There's a great scene in "The Wind That Shakes the Barley," Ken Loach's new drama about the Irish War of Independence , set in County Cork. It's 1920 and the British are still occupying Ireland, but practical matters , like small claims, still need tending . During one session, a local businessman complains to a makeshift court that a little old lady owes him money, including an obscenely high interest charge. The judge (a stern young woman) rules in the old lady's favor. But the young IRA volunteers, led by a fellow named Teddy (Pádraic Delaney ), intervene.

It seems the businessman has been paying to keep the men armed, which would be hard for him to do from jail. When the magistrate hears of this, she summons Teddy back to her courtroom, and a philosophical debate ensues. What good is the law if it can't look out for the citizenry? How can the citizenry believe the law offers more important protection than guns? The IRA thinks the court is too principled for these bellicose times. The court thinks the army is rash to the point of being destructive.

Usually in Loach's movies -- including "Riff-Raff" (1990), "Land and Freedom" (1995), and "Carla's Song" (1996 ) -- this is the moment where the human action stops and the social-philosophy lesson begins. But in "The Wind That Shakes the Barley," this scene is the action. Loach and Paul Laverty , the deft politics-minded scribe who's written many of Loach's films, are showing us Ireland as it splits in half, foreshadowing the civil war to come.

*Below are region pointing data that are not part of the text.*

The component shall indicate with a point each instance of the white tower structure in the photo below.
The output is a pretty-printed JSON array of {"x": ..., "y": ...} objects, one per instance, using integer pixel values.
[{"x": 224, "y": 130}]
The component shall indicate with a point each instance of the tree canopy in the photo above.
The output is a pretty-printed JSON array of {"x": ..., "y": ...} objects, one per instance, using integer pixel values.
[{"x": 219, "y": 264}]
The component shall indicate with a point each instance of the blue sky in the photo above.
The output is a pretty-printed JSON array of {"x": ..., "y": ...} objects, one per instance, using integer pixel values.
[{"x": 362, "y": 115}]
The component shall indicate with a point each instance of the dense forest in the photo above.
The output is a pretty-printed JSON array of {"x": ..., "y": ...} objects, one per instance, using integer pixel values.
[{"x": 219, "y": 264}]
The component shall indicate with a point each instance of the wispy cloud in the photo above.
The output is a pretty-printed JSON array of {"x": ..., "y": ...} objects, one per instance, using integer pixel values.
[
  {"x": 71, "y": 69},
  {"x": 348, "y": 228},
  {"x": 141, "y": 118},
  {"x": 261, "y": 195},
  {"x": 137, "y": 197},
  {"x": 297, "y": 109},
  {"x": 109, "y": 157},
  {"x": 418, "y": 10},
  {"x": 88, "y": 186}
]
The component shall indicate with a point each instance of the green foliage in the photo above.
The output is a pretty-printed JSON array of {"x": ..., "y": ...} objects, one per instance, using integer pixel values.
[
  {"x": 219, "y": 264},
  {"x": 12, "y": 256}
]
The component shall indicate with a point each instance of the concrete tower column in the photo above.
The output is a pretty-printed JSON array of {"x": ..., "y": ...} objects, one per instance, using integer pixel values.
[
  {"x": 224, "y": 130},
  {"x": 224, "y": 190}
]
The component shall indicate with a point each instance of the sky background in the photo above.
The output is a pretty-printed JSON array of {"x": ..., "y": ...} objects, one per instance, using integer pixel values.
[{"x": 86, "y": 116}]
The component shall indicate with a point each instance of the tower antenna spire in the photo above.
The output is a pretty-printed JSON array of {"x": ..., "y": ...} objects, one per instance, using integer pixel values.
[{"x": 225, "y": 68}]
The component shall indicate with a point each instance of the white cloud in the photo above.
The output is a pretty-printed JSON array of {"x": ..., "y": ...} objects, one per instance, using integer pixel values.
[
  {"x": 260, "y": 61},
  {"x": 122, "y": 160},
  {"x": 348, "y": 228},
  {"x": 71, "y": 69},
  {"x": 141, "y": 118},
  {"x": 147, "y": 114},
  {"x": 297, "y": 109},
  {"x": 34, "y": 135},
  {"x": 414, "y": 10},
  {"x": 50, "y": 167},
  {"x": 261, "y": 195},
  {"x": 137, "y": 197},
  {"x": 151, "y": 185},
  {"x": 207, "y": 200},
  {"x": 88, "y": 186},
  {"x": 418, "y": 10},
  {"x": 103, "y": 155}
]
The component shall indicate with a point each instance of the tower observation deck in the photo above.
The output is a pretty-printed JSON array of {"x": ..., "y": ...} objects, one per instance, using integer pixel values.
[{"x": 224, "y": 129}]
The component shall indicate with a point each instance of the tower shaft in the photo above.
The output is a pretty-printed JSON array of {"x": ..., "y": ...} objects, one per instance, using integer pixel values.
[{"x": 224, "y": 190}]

Later on, Loach and Laverty give us another scene of inflamed discourse that's just as good. The film itself concerns a derailed freedom fight in which brother literally fights brother for the same cause: to rid Ireland of England.

Damien (Cillian Murphy ) is a young physician who has decided, rather than leave for London, to join the IRA. He fights in a tiny ragtag volunteer corps alongside his brother Teddy (early on, there are more hurling sticks than rifles). Together, they survive imprisonment, torture, and the threat of a firing squad. But after the Irish politician Michael Collins forges a treaty with Britain (cleverly represented here via newsreel at the local movie house) granting the country only partial economic independence, a wedge is driven between the two men.

Damien won't settle for anything less than complete independence. Teddy thinks the treaty is a necessary starting point, and he's willing to point a gun at anyone who believes otherwise. As a more seasoned volunteer named Dan (Liam Cunningham , who brings the movie a lot of wisdom) points out, "All we're changing if we ratify this treaty are the accents of the powerful and color of the flag." The movie focuses on the tragic human outcome of that disagreement.

Initially, "The Wind That Shakes the Barley" seems out simply to vilify the British occupiers. The Black and Tans are a hostile, murderous bunch. Eventually, though, they become a noxious background noise, and Ireland begins to fight with itself.

Loach's characteristic realism fades in and out . Often his best movies floor you with their illusion of fly-on-the-wall transparency. But "The Wind That Shakes the Barley" uses Damien and Teddy to limn a schematic, almost dialectical structure that crowds out the emotional immediacy in order to draw a dramatic conclusion that seems inevitable. In other words, the film starts to feel forced.

The approach worked for "Barley" at last year's Cannes Film Festival, where it won the top prize. But the historical scope of this story, as well as Loach's interest in absolute fairness, seems to have drained some of the life from its telling. This balanced take on the Irish divide replaces both the social outrage of his films about the politically oppressed and working-class as well as the rich character contours that can make his filmmaking so pointed.

What does come through is Loach's characteristic disdain for cheap romanticism and easy answers. "The Wind That Shakes the Barley" could have been an easy tribute to freedom fighters. But Loach and Laverty know history tends to make that kind of hope seem far-fetched, particularly since the violent factionalism they've dramatized still exists throughout the world.